Du point de vue scientifique et historique, avant le prélèvement, on aurait dû faire un scanner de ce cœur comme pour toute pièce dont tout ou partie est ensuite analysée. Dans le compte rendu scientifique, il n'est pas fait mention des traces laissées dans le produit (l' « esprit de vin ») qui a servi à conserver le cœur.9 - C’est là que nous posons cette question : qu’est devenu le cœur du fils aîné de Louis XVI, mort en 1789 à l’âge de 9 ans, qui fut déposé par Louis XVIII à la Basilique Saint Denis et qui ne s’y trouve plus ?
10 - Pourquoi le bourgmestre de Deft refuse-t-il une nouvelle exhumation de Naundorfff-Louis XVII et pourquoi Otto de Habsbourg refuse-t-il le prélèvement d'un os d'une sœur de Marie-Antoinette qui permettraient enfin une analyse sur des témoins fiables ?
11 - Là où est la véritable imposture, c'est dans le mépris du dossier historique, dans la forme définitive donnée aux éléments scientifiques, alors que leur nature est remise en question en permanence, dans le mépris des dispositions légales en vigueur et enfin dans le mépris des lois morales jetant une famille dans l’ignominie.

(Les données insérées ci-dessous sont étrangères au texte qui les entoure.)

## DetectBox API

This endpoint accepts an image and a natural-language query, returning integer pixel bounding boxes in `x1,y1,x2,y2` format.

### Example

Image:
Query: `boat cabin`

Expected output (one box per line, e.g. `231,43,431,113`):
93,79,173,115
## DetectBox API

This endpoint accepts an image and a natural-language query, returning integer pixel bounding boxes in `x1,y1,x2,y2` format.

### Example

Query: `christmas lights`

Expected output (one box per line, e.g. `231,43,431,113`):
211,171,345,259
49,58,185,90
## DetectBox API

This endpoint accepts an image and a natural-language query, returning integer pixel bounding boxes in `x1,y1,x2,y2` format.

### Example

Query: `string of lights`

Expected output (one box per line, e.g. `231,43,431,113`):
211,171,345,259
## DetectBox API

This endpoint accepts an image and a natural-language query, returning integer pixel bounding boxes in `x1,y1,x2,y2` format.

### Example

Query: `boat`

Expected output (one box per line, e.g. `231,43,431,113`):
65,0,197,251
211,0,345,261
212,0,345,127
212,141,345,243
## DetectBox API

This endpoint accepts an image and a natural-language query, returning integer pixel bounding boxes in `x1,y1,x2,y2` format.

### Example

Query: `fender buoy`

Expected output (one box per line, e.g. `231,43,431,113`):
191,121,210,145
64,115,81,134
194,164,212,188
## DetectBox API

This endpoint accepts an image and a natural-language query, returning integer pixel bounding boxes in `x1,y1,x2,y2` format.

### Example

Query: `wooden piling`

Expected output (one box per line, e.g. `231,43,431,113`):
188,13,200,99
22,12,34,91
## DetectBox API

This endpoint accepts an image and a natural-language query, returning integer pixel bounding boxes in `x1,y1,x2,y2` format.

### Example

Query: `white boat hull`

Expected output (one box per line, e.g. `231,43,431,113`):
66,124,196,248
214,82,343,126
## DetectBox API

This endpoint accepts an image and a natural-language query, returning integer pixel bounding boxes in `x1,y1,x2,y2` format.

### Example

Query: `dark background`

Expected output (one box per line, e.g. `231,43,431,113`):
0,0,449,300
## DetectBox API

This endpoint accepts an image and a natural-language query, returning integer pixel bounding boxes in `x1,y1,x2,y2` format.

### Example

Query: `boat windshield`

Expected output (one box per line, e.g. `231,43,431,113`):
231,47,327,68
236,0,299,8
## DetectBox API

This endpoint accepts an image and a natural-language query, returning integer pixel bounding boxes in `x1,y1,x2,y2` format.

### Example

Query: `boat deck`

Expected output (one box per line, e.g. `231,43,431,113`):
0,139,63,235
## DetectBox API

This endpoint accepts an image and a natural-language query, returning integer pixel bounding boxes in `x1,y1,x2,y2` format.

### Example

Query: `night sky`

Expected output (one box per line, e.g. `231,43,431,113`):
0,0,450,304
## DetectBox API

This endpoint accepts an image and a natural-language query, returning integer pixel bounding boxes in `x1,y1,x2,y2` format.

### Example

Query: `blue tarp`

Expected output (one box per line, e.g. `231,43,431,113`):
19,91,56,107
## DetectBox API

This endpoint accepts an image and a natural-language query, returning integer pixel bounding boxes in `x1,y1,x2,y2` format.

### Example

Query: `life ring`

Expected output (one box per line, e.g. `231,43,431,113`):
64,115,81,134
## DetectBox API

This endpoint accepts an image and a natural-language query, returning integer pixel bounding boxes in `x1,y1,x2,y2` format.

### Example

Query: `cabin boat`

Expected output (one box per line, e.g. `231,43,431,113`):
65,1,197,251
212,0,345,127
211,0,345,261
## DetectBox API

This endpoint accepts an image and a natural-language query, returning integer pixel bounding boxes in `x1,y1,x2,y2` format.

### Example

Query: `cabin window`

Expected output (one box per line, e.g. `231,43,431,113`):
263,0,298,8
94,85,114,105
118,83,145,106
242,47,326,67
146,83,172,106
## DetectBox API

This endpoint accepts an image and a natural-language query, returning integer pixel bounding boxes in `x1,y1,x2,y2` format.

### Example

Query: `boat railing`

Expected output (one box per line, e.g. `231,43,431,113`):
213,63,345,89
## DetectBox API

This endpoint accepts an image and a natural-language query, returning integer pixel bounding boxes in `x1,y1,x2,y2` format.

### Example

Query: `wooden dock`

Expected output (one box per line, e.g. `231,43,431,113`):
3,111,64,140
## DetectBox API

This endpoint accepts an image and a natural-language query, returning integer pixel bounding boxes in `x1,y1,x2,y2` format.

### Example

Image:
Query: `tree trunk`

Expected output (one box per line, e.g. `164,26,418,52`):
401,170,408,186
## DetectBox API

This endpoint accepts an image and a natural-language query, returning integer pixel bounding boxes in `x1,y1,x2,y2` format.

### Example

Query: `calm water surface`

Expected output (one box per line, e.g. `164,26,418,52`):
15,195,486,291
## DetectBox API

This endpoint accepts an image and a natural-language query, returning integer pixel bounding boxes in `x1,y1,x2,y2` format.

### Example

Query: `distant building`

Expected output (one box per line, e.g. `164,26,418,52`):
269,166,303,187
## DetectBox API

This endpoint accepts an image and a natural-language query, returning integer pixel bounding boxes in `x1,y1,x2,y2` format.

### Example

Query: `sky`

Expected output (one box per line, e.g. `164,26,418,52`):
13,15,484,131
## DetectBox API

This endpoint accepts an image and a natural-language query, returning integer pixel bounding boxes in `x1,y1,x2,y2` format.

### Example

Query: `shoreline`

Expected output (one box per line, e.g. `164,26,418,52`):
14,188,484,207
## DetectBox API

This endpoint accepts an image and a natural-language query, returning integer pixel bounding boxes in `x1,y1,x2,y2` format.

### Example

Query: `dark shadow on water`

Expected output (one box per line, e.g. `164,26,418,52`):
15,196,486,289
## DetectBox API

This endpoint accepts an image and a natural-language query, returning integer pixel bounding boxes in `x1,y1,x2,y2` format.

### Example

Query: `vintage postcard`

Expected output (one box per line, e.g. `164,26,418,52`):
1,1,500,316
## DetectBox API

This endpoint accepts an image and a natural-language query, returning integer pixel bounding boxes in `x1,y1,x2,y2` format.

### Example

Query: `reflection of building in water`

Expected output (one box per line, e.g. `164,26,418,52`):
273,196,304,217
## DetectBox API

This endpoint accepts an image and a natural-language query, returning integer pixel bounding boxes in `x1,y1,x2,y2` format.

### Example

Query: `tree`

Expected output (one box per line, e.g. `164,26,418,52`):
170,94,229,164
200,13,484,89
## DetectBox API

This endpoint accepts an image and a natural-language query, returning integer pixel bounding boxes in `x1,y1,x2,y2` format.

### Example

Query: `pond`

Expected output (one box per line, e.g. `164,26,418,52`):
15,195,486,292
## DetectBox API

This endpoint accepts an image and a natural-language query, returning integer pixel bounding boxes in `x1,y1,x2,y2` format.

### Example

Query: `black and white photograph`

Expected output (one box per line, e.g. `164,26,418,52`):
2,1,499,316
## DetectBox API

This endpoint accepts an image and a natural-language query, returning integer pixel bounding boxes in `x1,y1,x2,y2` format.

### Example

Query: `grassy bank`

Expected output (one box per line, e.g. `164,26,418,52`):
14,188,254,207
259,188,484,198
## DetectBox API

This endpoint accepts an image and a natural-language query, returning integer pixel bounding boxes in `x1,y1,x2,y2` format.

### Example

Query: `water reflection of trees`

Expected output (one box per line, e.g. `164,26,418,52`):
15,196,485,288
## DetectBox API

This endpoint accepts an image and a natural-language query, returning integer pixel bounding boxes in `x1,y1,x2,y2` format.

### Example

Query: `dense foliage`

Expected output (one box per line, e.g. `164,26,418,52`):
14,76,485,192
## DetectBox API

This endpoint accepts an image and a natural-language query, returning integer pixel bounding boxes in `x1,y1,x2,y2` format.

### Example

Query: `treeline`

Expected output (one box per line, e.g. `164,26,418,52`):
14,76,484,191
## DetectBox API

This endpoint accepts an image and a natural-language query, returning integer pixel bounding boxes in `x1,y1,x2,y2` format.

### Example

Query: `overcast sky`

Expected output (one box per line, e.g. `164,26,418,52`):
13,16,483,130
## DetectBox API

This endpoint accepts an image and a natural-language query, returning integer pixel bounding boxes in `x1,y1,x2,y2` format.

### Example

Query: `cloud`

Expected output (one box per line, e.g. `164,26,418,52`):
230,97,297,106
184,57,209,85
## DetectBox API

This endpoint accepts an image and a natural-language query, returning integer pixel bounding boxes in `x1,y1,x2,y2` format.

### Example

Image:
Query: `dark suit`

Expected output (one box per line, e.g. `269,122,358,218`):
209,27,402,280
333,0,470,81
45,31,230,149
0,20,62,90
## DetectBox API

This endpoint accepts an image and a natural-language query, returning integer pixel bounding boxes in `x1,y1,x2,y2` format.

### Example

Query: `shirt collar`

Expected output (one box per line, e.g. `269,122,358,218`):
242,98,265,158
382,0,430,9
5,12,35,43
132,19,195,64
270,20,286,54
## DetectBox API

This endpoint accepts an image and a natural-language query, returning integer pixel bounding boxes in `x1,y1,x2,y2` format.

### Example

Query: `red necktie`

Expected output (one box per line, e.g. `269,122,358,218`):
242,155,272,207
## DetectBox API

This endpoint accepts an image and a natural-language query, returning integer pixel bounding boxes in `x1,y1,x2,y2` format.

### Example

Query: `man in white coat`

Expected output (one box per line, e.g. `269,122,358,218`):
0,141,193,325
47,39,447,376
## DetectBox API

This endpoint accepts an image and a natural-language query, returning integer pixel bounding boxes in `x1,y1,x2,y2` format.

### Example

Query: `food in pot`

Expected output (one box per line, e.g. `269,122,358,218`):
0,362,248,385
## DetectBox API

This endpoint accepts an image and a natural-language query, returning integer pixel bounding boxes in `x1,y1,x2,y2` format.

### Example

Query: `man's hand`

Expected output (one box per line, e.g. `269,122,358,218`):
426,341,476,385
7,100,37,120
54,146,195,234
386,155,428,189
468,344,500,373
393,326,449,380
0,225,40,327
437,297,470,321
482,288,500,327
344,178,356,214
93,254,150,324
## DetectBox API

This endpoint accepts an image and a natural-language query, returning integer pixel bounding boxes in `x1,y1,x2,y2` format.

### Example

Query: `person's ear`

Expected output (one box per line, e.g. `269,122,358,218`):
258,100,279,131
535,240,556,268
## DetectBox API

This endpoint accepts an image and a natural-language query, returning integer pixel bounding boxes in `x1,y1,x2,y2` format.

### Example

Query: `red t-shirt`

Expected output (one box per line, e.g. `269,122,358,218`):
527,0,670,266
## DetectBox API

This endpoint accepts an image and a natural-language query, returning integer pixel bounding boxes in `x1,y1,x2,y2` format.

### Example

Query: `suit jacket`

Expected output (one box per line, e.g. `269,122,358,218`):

Nous demandons une démarche commune de contre-expertise : deux laboratoires neutres et gratuits, qui n'ont pas été retenus, y sont prêts, celui de Nantes et celui de l'Armée Américaine. Cette fois il faut obtenir des éléments indiscutables et de la même époque, des ossements d'une des sueurs de Marie-Antoinette et des ossements de la tombe de Delft. Ces exhumations sont refusées actuellement, si la demande est présentée par vous et nous, elle sera sans doute accordée, un refus serait un aveu de peur de la vérité.